BIW has apparently lost out on the opportunity to build any “littoral” combat ships, designed for shallow coastal waters. C’est la vie, some would say. But that ignores BIW’s reputation as the country’s best shipyard for vessels of a similar size and purpose.

As it has with former destroyer and cruiser design-and-construction contacts, the Navy had set up a competition between two teams of firms. One team was BIW and a shipbuilding firm in Alabama, Austral USA. The other was Lockheed Martin and a Wisconsin firm, Marinette Marine.

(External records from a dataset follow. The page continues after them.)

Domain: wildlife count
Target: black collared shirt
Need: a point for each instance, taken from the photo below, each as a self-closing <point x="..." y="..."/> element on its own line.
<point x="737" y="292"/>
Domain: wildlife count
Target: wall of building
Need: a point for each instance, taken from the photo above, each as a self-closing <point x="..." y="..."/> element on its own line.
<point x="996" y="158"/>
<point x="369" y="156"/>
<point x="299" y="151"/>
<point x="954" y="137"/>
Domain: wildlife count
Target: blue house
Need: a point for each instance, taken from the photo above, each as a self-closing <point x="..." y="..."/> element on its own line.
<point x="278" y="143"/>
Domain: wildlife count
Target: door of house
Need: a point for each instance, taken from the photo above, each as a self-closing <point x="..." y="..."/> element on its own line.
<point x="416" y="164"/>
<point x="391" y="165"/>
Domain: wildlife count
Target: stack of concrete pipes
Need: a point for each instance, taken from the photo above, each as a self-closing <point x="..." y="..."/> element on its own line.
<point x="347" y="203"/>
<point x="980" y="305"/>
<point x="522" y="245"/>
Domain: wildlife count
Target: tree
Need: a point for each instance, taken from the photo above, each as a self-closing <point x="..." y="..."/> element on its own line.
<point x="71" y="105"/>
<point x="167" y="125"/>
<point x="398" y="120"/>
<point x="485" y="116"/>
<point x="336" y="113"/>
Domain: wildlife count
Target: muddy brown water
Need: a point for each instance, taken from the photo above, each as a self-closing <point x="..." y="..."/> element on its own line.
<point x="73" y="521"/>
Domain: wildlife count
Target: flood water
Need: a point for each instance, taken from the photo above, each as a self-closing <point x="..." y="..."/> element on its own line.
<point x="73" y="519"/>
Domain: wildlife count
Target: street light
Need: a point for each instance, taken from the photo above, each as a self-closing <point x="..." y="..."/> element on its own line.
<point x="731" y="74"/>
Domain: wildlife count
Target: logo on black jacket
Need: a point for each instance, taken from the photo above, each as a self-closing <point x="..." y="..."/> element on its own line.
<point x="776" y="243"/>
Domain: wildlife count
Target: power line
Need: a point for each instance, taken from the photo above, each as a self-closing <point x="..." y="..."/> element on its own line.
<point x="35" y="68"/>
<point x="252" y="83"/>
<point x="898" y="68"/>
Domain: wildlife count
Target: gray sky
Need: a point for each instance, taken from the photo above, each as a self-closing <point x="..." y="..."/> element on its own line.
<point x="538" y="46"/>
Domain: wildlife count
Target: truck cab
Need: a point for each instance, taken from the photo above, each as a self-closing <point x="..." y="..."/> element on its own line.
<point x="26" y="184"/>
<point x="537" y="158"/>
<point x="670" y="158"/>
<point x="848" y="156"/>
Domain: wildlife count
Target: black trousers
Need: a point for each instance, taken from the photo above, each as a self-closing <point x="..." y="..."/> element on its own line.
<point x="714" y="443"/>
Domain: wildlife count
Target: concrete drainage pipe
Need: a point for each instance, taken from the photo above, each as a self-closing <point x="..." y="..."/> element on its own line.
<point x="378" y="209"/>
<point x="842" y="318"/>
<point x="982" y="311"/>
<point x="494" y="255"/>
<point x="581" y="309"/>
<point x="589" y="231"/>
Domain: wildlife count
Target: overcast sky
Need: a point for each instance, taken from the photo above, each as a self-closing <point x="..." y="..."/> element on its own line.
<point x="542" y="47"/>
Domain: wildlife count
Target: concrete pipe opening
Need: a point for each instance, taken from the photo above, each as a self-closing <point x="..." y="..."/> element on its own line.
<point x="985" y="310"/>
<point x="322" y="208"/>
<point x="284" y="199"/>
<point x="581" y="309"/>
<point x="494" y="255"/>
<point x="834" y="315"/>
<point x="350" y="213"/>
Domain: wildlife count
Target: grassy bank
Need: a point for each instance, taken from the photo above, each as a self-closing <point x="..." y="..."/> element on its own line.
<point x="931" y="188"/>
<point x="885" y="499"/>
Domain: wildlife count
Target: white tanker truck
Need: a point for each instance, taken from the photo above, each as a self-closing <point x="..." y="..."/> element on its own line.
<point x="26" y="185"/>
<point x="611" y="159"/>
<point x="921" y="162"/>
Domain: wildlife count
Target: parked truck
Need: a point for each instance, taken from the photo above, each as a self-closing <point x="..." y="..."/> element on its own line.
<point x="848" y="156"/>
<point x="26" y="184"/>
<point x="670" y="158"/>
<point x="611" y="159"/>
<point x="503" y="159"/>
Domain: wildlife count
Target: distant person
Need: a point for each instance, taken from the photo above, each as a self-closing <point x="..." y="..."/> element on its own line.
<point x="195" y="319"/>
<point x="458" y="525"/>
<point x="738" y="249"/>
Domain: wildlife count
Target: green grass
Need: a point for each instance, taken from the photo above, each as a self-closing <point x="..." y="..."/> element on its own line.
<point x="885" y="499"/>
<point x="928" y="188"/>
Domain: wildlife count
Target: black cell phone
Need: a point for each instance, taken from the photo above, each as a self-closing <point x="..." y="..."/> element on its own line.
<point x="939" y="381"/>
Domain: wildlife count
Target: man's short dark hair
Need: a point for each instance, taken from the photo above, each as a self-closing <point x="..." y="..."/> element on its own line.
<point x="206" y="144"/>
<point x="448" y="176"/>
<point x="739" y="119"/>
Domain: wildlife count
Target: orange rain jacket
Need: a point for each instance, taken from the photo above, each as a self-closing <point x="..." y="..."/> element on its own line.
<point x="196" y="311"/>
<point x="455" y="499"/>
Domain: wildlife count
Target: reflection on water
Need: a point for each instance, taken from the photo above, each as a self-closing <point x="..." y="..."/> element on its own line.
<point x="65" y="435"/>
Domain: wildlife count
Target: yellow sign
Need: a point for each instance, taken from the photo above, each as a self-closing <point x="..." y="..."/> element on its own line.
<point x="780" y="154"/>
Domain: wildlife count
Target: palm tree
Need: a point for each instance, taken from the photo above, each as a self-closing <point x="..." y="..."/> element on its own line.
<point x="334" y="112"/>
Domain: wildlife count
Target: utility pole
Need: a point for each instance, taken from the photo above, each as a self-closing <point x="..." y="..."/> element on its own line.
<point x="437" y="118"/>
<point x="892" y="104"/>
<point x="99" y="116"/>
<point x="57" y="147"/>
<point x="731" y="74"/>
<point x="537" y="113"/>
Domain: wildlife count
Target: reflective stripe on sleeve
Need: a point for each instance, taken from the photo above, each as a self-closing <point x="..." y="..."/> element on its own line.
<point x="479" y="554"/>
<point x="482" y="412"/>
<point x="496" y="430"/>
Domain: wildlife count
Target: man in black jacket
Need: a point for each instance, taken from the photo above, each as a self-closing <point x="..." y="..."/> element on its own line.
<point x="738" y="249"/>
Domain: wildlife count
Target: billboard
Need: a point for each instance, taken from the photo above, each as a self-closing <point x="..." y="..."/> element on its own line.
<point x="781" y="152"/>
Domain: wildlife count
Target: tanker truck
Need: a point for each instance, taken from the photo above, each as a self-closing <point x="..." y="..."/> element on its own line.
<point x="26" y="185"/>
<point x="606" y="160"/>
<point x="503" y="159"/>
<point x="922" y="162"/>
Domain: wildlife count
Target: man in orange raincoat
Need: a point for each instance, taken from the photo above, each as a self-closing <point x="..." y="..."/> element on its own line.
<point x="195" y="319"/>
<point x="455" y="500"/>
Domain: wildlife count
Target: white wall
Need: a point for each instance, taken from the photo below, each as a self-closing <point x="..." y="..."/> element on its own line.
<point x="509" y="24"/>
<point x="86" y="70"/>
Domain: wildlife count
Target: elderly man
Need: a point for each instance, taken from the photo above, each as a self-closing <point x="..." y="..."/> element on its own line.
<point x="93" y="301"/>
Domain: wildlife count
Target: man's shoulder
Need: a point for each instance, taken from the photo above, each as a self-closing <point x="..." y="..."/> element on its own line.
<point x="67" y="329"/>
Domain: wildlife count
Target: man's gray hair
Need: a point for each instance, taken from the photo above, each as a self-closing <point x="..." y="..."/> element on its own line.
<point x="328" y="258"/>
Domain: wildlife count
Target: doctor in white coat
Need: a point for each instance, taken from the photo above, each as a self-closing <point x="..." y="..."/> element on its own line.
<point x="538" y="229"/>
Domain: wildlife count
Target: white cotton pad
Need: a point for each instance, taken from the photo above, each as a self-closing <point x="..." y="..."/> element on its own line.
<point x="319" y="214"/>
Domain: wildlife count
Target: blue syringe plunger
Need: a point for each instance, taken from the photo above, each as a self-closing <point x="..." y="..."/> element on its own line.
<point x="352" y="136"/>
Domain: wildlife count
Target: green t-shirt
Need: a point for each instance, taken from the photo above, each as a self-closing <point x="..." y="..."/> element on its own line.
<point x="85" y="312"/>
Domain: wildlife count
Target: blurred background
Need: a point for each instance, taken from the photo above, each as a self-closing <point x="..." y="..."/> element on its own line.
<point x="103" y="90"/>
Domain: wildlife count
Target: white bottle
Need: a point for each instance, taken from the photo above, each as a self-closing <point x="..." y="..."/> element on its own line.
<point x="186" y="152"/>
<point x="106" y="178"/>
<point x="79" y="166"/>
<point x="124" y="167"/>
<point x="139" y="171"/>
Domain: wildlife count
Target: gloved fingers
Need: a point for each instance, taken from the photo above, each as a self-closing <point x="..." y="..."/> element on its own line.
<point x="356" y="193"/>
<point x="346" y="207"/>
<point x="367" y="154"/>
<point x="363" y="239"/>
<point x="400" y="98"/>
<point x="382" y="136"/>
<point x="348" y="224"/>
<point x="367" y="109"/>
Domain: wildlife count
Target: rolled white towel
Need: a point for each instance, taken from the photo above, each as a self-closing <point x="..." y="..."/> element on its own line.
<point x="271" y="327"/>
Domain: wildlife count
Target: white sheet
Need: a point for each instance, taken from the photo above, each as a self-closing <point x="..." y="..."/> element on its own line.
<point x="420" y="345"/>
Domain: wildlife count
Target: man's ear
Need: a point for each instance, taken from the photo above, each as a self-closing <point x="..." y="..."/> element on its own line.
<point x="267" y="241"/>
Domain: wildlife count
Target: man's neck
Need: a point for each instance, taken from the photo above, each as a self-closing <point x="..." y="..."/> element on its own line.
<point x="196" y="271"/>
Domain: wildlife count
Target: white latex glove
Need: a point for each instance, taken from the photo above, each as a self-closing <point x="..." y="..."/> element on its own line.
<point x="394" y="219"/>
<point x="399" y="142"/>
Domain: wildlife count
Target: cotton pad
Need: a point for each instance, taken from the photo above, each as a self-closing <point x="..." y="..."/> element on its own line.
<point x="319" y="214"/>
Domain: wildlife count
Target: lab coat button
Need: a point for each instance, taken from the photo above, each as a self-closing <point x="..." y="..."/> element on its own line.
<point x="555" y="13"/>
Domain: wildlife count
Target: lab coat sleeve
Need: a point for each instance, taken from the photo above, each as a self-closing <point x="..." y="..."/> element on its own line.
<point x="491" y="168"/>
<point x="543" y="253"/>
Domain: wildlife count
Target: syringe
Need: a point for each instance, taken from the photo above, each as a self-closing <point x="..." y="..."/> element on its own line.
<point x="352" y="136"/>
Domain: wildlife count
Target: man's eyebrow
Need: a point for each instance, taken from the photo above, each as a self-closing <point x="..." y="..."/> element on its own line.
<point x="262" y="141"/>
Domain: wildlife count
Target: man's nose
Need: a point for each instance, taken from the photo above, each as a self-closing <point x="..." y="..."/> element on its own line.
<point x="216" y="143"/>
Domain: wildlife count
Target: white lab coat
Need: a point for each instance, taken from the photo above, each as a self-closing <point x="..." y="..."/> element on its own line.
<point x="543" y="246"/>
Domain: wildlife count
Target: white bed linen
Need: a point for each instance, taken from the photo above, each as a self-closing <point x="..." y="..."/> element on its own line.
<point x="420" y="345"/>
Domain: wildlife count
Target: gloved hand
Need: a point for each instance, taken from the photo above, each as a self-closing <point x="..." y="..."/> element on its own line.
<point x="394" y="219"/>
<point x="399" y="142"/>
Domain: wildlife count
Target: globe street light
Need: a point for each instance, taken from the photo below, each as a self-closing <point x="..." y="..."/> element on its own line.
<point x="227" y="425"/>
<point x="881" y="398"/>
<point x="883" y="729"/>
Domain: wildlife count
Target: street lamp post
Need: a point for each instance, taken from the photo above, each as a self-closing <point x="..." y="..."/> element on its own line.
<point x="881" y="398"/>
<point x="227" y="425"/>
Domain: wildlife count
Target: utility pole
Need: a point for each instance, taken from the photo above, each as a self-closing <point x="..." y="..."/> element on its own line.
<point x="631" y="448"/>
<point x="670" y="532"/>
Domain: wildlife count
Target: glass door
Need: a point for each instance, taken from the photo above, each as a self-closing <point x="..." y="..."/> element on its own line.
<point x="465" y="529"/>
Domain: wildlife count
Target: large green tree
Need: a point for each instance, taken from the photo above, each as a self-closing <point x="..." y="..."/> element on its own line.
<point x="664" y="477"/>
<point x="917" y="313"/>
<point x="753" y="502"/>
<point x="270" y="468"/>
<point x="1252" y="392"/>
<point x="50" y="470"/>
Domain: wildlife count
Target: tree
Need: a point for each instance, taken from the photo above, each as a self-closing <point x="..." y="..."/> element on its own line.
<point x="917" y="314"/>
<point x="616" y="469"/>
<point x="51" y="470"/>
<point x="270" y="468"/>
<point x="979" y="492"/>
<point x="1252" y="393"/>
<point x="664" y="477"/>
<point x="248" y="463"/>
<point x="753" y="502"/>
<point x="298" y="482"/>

The Navy, which had planned to build ships from both designs, then changed its mind and said it only wanted 10 of one design. That led BIW to make the business decision to sever ties with Austral USA, so it could bid on building some ships no matter which team’s design won the competition.

But on Nov. 4, the Navy said it was asking Congress to approve 20 ships, 10 each from Austral and Marinette.

While BIW’s corporate parent, General Dynamics, will still get electronics work from both firms, BIW is apparently shut out from bidding on the actual construction of any vessels.

BIW says it will have other work, but the loss is unfortunate for Maine shipbuilders, whose quality of construction is well-known in Navy circles.

Any decision that shuts the nation’s best shipbuilder out of a competition can hardly be called a wise choice.